10.14.2014

Misguided Jealousy


Is it possible, though, to hold feelings of misplaced or misguided jealousy?  Yes, it is. This was the general case with the Jews in the first century.  They jealously guarded the God-given Law and their traditions.  In their efforts to protect the Law, they formed innumerable detailed regulations and restrictions that became a heavy burden on the people.  (Matthew 23:3) Unable or unwilling to recognize that God had now replaced the Mosaic Law with the reality that it had foreshadowed, their jealousy wrongly moved  them to vent uncontrolled rage at the followers of Jesus Christ.  The apostle Paul, who himself was once jealously loyal to the Law in a misguided sense, pointed  out that people  who were defending the Law had "a zeal [jealousy] for God; but not according to accurate knowledge." -Romans 10:2; Galatians 1:14. 
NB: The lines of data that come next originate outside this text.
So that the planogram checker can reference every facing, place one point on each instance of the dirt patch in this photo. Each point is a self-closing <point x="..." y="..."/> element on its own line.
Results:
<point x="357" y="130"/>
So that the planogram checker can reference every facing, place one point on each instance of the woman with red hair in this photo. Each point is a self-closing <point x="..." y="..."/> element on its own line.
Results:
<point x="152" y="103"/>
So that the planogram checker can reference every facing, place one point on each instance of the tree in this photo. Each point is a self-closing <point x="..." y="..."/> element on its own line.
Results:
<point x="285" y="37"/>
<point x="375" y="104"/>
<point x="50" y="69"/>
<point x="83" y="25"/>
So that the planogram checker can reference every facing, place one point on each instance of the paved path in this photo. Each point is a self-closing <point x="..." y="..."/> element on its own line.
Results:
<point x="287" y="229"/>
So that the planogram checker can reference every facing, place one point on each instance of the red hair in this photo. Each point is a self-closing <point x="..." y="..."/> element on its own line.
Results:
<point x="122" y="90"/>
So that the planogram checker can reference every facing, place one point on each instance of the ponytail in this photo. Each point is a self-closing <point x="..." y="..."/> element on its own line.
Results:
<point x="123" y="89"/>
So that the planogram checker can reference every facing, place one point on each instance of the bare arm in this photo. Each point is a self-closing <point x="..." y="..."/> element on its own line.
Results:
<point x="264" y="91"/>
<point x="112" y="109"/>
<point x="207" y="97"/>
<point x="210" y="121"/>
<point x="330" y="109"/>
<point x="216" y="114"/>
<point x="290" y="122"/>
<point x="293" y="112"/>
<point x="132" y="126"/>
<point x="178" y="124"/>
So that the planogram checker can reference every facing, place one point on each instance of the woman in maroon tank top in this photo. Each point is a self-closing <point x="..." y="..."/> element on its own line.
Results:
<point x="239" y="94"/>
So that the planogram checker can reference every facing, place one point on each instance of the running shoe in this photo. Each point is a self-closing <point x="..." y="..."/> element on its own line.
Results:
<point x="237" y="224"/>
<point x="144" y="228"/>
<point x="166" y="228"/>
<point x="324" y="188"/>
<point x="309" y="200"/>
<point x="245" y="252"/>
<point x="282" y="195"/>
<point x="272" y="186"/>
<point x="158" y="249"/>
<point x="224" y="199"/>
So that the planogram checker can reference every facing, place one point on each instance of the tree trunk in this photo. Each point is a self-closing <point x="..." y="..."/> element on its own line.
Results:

Even many of the Jews who became Christians had a hard time ridding themselves of this inordinate zeal for the Law. After his third missionary tour, Paul gave a report to the first-century governing body on their conversion of the nations. At that time, thousands of Christian Jews were "all zealous for the Law."  (Acts 21:20) This was years after the governing body had ruled that the Gentile did not have to be circumcised. Issues related to observing the Law had been causing strife in the congregation.  (Acts 15:1, 2, 28, 29; Galatians 4:9, 10; 5:7-12) Lacking full understanding of how Jehovah now dealt with his people, some Jewish Christians insisted on their own viewpoints, criticizing others. -Colossians 2:17; Hebrews 10:1. 

 We, then, must avoid the snare of jealously trying to protect our own cherished ideas or ways that are not solidly based on God's Word.  We do well to accept the fresh light shed on the Word of God through the channel that Jehovah is using today.